Nowadays it's also considered a bit of a bachelors dish as well, perhaps due to it's low maintenance and degree of skill required. Being a traditional dish of Marrakech we had been keeping and eye out for any sign of the tanjia. We finally find a small shop with a dozen urns of various sizes lined up out the front. Sealed with paper they must have been put into the coals in the early morning to be ready for midday.
We take a sit and order a tanjia for two, the proprietor reaches into his brick oven and pulls out a tanjia.
It's brought to the table before being unsealed and turned over into a clay plate. The billowing steams brings mouth watering smells, spices, herbs, and the lamb, so meltingly soft it's falling from the bone.

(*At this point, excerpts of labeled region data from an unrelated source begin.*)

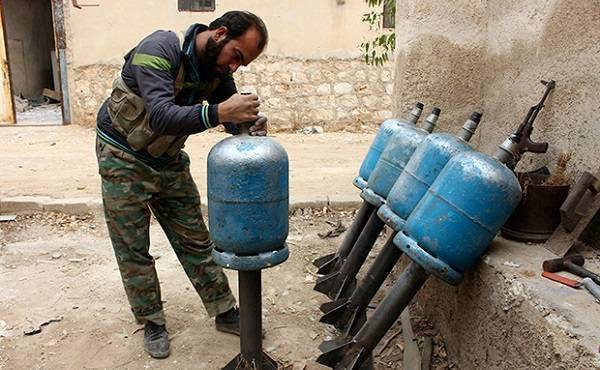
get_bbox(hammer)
[542,254,600,285]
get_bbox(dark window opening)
[177,0,215,12]
[383,0,396,28]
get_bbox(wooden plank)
[400,307,421,370]
[0,1,17,123]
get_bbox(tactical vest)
[108,37,221,158]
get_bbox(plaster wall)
[394,0,600,179]
[65,0,378,68]
[2,0,54,98]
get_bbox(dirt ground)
[0,209,454,369]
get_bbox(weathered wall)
[65,0,393,131]
[394,0,600,369]
[2,0,54,98]
[394,0,600,178]
[72,57,392,131]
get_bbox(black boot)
[144,322,171,358]
[215,307,240,336]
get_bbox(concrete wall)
[394,0,600,369]
[2,0,54,98]
[65,0,393,130]
[394,0,600,178]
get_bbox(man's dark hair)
[208,10,269,53]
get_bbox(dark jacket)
[97,24,237,161]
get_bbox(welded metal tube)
[238,270,262,362]
[313,201,375,275]
[355,262,428,352]
[328,213,389,299]
[336,232,402,335]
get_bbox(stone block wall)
[71,57,393,132]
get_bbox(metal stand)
[315,212,384,299]
[320,232,402,336]
[317,262,428,370]
[223,270,278,370]
[313,201,375,275]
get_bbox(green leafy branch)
[360,0,396,66]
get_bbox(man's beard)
[198,37,229,75]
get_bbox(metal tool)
[542,254,600,284]
[581,277,600,301]
[560,172,600,232]
[503,80,556,170]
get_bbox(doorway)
[0,0,63,125]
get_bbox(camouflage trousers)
[96,138,236,324]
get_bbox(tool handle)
[565,261,600,284]
[581,278,600,300]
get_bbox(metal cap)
[423,107,441,133]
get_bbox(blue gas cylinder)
[353,102,423,190]
[377,112,481,231]
[360,108,440,207]
[207,127,289,270]
[394,151,521,284]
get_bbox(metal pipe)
[355,262,428,352]
[338,232,402,335]
[238,270,262,362]
[317,262,428,370]
[320,232,402,336]
[315,212,384,299]
[223,270,278,370]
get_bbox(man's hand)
[248,116,267,136]
[218,94,260,123]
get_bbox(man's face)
[207,27,260,73]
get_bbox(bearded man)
[96,11,268,358]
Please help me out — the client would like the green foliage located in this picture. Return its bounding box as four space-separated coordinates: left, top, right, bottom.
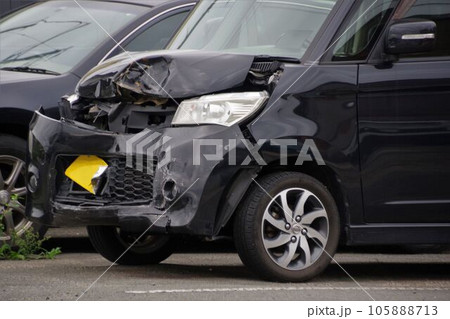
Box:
0 205 61 260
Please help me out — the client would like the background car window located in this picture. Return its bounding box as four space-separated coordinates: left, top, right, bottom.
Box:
0 0 147 73
170 0 336 58
124 11 189 51
400 0 450 58
332 0 398 61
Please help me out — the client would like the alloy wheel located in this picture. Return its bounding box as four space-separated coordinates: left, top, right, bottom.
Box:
0 155 33 241
261 188 329 270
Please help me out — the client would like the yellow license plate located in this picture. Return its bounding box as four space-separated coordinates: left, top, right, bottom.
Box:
65 155 108 194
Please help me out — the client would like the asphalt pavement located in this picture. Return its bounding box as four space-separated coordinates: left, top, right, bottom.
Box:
0 229 450 301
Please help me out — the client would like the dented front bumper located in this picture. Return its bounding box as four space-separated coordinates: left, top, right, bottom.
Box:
27 112 259 236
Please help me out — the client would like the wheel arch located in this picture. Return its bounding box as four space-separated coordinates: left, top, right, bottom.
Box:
223 157 349 242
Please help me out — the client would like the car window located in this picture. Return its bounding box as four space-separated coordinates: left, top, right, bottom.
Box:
0 0 150 73
169 0 336 59
332 0 398 61
124 11 189 51
399 0 450 58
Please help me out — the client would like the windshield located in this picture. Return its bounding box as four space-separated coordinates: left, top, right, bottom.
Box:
0 1 146 73
170 0 337 59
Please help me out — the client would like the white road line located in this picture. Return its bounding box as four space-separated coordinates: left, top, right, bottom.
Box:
125 287 450 295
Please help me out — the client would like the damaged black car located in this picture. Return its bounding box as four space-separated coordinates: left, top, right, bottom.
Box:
27 0 450 282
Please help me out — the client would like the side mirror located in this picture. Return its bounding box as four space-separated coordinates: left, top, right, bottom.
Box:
385 20 436 55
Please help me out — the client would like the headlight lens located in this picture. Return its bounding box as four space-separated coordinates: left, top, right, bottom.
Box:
172 91 269 126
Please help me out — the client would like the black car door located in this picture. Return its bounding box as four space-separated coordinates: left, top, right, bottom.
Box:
358 0 450 223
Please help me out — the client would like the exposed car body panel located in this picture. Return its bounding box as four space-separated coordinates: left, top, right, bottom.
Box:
77 51 254 99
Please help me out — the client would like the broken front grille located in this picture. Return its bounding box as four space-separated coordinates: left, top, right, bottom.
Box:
55 156 156 206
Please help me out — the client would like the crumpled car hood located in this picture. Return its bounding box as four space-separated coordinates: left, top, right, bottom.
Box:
76 51 255 99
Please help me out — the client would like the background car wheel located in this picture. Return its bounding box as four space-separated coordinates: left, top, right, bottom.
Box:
234 172 340 282
0 135 47 242
87 226 175 265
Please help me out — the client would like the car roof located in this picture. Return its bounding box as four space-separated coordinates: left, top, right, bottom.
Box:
77 0 190 7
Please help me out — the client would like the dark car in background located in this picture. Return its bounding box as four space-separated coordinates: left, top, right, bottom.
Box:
0 0 196 240
0 0 42 16
27 0 450 282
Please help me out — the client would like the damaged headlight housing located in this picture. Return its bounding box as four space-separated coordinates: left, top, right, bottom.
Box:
172 91 269 126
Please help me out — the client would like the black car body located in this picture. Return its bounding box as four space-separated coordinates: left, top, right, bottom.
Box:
27 0 450 281
0 0 196 137
0 0 196 240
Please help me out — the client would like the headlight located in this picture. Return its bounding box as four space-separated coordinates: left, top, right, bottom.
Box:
172 91 269 126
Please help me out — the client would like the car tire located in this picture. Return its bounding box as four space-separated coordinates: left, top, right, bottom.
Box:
0 134 48 243
234 172 340 282
87 226 176 265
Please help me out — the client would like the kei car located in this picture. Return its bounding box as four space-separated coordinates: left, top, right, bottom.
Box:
0 0 196 240
27 0 450 282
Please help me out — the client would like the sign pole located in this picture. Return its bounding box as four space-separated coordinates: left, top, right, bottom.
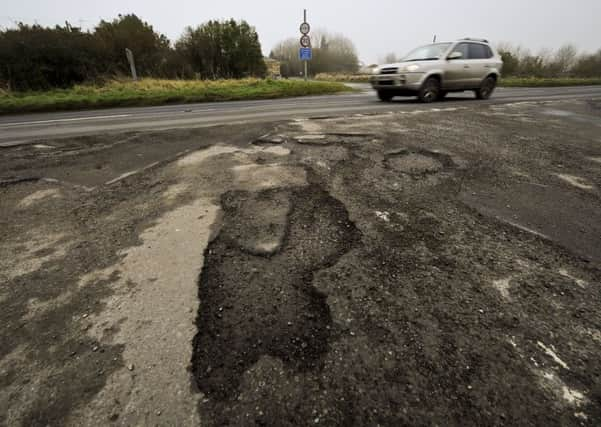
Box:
303 9 309 81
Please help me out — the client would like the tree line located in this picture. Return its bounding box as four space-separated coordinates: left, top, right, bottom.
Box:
497 44 601 77
0 14 267 90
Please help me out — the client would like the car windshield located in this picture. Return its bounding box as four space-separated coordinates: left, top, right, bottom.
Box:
403 43 451 62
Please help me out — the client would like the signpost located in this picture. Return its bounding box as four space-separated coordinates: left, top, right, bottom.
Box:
125 48 138 81
298 9 313 81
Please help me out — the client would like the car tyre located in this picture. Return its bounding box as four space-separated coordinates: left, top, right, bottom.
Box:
476 76 497 99
417 77 440 103
378 90 394 102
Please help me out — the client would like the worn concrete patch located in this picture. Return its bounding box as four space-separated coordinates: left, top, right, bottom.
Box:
557 173 595 190
493 277 511 300
0 229 74 282
537 371 586 408
232 164 307 191
73 199 218 425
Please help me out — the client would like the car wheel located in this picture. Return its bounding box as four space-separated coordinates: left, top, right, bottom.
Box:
418 77 440 103
476 77 497 99
378 90 394 102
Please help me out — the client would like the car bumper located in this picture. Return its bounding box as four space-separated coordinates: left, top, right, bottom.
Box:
369 73 424 92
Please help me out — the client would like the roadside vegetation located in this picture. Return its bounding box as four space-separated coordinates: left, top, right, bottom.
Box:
0 14 601 113
315 44 601 87
0 78 352 114
0 15 267 91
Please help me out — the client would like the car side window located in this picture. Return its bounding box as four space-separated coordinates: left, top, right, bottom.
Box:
469 43 492 59
453 43 470 59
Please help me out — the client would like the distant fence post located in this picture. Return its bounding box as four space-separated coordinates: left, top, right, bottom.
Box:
125 48 138 82
6 64 13 92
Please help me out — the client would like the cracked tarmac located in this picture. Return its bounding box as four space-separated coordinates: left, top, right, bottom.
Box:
0 100 601 426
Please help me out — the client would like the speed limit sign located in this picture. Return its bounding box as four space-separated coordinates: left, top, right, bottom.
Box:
301 35 311 47
300 22 311 35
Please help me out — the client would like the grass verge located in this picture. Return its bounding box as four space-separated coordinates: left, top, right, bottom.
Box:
0 79 352 114
499 77 601 87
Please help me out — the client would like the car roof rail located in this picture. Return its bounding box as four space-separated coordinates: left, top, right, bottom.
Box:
460 37 488 43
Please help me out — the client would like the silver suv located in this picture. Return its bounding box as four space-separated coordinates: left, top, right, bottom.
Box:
370 38 503 102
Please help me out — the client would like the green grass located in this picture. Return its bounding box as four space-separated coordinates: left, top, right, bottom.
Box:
499 77 601 87
0 79 352 114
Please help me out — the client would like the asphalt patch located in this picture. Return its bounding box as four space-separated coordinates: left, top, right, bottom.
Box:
192 185 360 400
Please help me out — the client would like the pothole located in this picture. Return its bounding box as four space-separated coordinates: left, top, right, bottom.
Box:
556 173 595 190
192 185 360 400
385 150 454 175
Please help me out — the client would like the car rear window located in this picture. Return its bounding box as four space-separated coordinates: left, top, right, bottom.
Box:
469 43 492 59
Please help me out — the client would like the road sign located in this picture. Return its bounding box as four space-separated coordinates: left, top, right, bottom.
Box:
298 47 313 61
301 36 311 47
300 22 311 35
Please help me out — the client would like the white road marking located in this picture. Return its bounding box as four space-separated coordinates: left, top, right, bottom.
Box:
0 114 132 127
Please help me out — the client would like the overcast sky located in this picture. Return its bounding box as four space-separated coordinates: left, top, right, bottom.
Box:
0 0 601 63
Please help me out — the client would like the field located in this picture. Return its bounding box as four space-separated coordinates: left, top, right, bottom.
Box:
315 73 601 87
0 79 352 114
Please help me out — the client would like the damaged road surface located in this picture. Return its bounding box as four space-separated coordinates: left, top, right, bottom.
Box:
0 99 601 426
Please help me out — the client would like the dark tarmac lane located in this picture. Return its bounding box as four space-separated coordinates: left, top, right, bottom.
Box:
0 85 601 147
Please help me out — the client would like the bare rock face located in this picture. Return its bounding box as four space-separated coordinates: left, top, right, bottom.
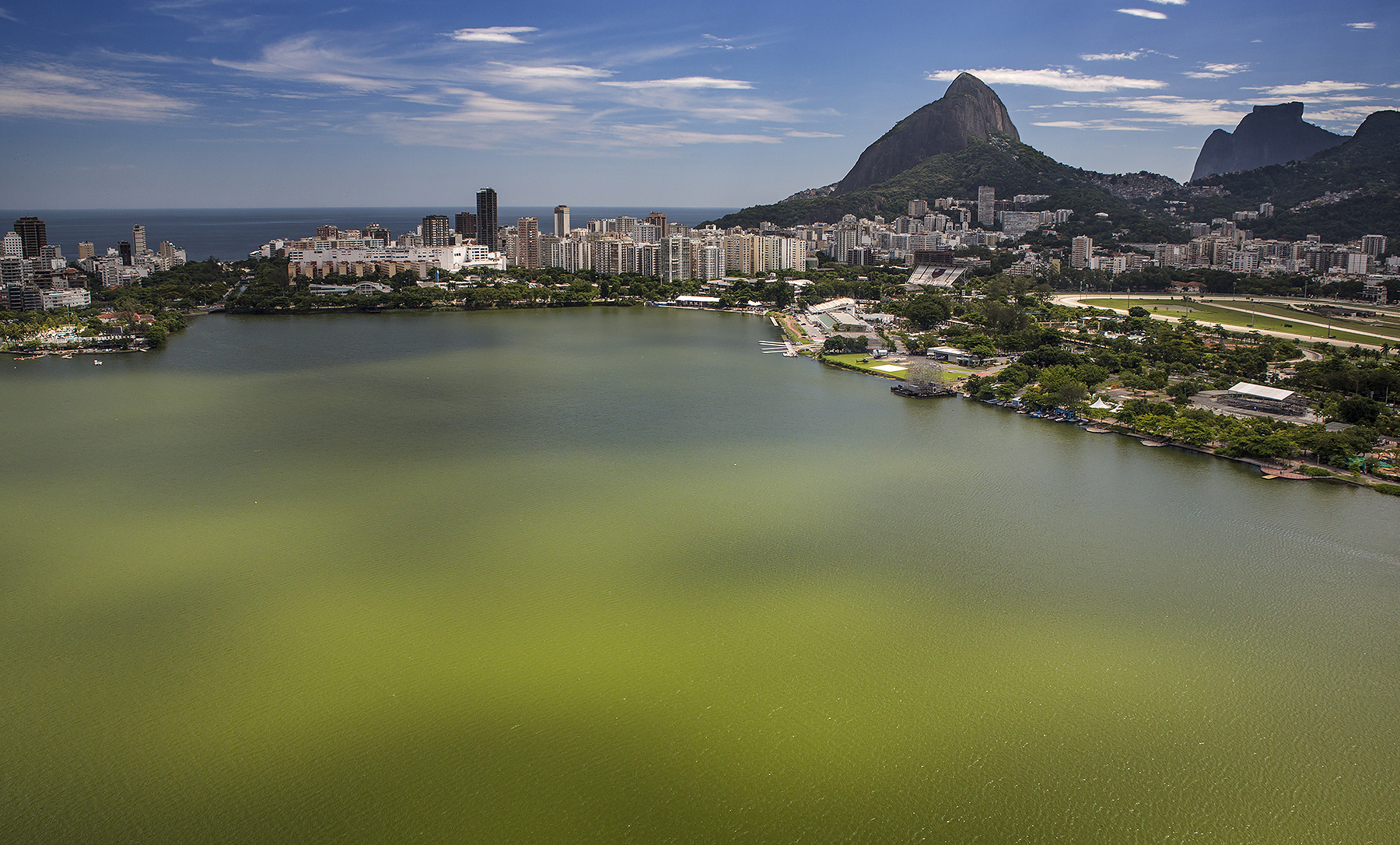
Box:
1192 102 1347 181
836 73 1019 194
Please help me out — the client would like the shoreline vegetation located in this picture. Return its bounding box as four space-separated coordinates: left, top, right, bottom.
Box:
8 254 1400 495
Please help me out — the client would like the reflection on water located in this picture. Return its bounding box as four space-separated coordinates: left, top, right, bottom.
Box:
0 308 1400 842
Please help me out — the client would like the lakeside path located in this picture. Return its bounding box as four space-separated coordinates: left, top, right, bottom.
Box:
1050 293 1396 349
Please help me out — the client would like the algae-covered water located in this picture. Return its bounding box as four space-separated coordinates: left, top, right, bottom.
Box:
0 308 1400 843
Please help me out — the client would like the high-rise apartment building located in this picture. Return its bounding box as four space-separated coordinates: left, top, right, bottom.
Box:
1069 236 1094 271
476 188 500 252
647 212 670 237
457 212 476 241
977 185 997 226
423 215 452 247
515 217 539 269
14 217 49 258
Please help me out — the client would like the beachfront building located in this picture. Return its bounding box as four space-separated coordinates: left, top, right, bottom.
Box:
1218 381 1307 416
287 241 506 279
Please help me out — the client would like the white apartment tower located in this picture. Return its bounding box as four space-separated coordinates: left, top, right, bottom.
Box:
1069 236 1094 271
977 185 997 226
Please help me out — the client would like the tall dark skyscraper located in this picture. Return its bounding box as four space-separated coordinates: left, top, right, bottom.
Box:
476 188 501 252
14 218 46 258
457 212 476 240
423 215 451 247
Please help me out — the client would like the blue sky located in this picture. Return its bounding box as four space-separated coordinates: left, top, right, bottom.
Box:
0 0 1400 209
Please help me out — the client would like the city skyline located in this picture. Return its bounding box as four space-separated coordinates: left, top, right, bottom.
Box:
0 0 1400 210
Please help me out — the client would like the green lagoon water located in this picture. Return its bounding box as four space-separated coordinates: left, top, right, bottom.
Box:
0 308 1400 845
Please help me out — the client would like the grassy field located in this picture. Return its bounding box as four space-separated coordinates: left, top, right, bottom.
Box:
1083 297 1383 345
826 352 971 383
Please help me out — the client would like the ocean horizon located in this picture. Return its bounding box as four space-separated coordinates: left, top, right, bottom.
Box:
0 205 738 261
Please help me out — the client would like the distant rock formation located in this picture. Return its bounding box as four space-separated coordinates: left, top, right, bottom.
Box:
836 73 1020 194
1192 102 1347 182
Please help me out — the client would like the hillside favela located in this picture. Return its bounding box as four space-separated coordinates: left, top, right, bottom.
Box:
0 0 1400 845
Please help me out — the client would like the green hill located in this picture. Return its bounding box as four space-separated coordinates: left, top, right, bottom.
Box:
712 133 1185 241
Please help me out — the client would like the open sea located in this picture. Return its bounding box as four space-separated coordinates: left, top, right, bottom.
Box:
0 206 738 261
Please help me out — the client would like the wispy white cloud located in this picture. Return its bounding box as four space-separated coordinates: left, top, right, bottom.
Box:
598 75 753 89
1249 80 1372 96
928 67 1166 91
213 37 417 94
480 61 613 91
448 26 539 44
1080 51 1143 61
700 32 753 51
1034 94 1246 129
1032 121 1160 131
1181 63 1249 80
406 89 578 123
1118 9 1166 21
0 63 194 122
607 124 782 147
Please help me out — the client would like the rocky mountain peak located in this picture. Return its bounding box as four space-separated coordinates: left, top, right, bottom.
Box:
836 73 1020 194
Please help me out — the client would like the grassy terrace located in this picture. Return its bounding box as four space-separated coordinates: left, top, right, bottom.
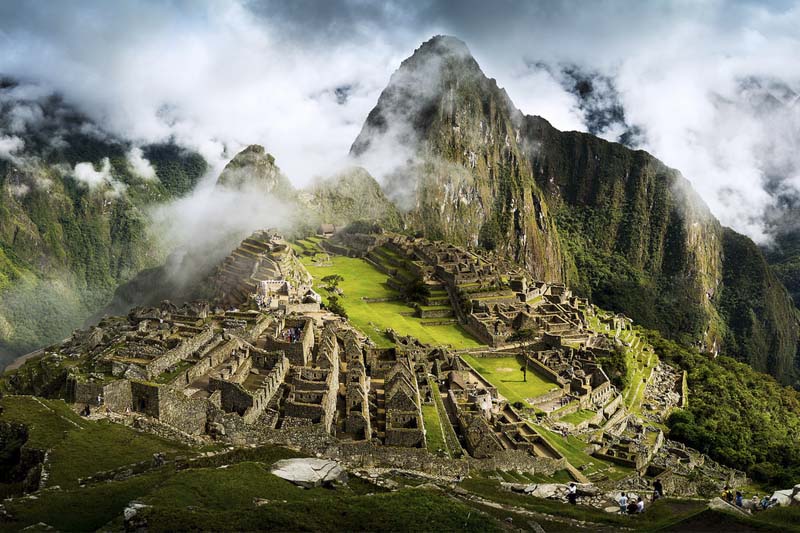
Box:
589 309 658 412
461 355 558 403
560 409 597 425
0 396 187 487
532 426 632 479
422 403 449 455
294 241 481 349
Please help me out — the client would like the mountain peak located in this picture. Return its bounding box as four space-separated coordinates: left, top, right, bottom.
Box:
414 35 472 57
217 144 291 194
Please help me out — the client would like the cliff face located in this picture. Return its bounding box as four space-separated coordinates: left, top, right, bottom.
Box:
297 167 401 230
351 37 797 382
351 37 563 281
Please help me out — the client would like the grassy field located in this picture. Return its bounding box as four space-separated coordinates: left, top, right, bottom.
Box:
422 403 447 453
0 396 188 487
559 409 597 425
462 355 558 403
295 245 481 349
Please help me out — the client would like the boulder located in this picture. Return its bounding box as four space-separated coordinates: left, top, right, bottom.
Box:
270 458 347 488
526 483 566 498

With another couple of the ubiquitous flat breads we're ready to go. The lamb fat has rendered out of the meat making it sticky soft and so rich. We scoop up the juices with the bread and suck the marrow from the bones. Leaving a clean plate and even cleaner bones when we've finished.
Next to us a Morrocan family have ordered the head. It's withdrawn from the urn before being split in two, revealing the creamy brain. We might need a few more people to tackle that one.
I recommend you keep an eye out for the tanjia as it makes a great change from the sometimes endless parade of tagine and cous cous.